2. The method according to claim 1, characterized in that, The section categories include text lines, page numbers, tables, and graphics.
3. The method according to claim 1, characterized in that, The bounding box information includes the position and size of the bounding box in the semiconductor image document.
4. The method according to claim 1, characterized in that, The bounding box association and merging operations include: The outputs of the optical character recognition model and the page segmentation model are positionally calibrated, and the bounding boxes of two text elements, or text elements and page sub-images, whose positional relationships meet preset conditions are associated; and Merge the bounding boxes corresponding to the two associated text elements, or the text element and the sub-graph.
5. The method according to claim 1, characterized in that, The page segmentation model also outputs the confidence level of each page category.
6. The method according to claim 1, characterized in that, The layout analysis results include: information on multiple target bounding boxes obtained by merging, labels of the target bounding boxes, content contained in each target bounding box, and layout relationships across lines, wherein the labels of the target bounding boxes indicate the category of the content they contain.
7. The method according to claim 1, characterized in that, The large-scale model in the semiconductor field is obtained through pre-training and includes: The large model in the semiconductor field is pre-trained using sample data. The sample data is obtained by manually annotating the output results of past optical character recognition models and page segmentation models in the semiconductor field. The annotation rules include annotating two text elements whose positional relationship meets the preset conditions, or the bounding boxes of text elements and corresponding blocks.
8. A layout analysis device based on a large-scale model in the semiconductor field, characterized in that, The device includes: The text recognition module is used to perform text recognition on semiconductor image documents using an optical character recognition model, and outputs multiple text elements included in the semiconductor image document and the bounding box information corresponding to each text element. The page segmentation module is used to segment the semiconductor image document using a page segmentation model, outputting multiple sub-images of each segment, as well as the bounding box information and segment category of each segment. The large model processing module is used to input the output results of the optical character recognition model and the layout segmentation model, as well as the preset prompt words, into the semiconductor field large model, so that it performs bounding box association and merging operations under the guidance of the preset prompt words, and outputs the layout analysis results corresponding to the semiconductor image document; the large model processing module is obtained through pre-training.

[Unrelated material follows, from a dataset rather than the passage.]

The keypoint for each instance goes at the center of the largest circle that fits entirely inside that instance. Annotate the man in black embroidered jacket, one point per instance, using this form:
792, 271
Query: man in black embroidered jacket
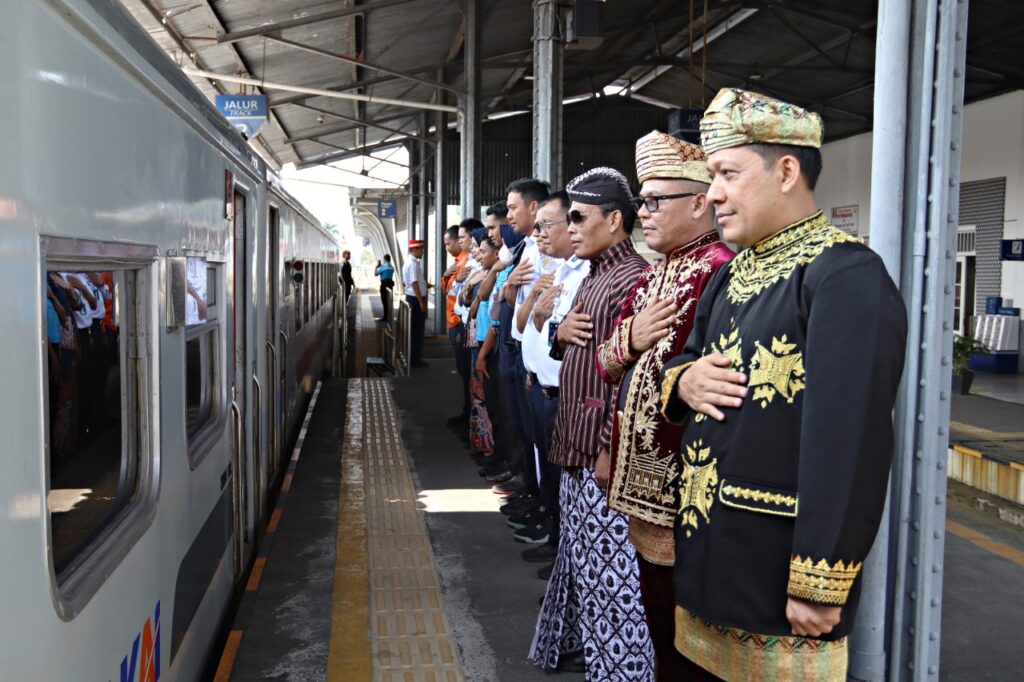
786, 386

9. A computer-readable storage medium having a computer program stored thereon, which, when executed in a computer, causes the computer to perform the method of any one of claims 1-7.
10. An electronic device, characterized in that, include: At least one memory for storing programs; At least one processor is configured to execute a program stored in the memory; wherein, when the program stored in the memory is executed, the processor is configured to perform the method as described in any one of claims 1-7.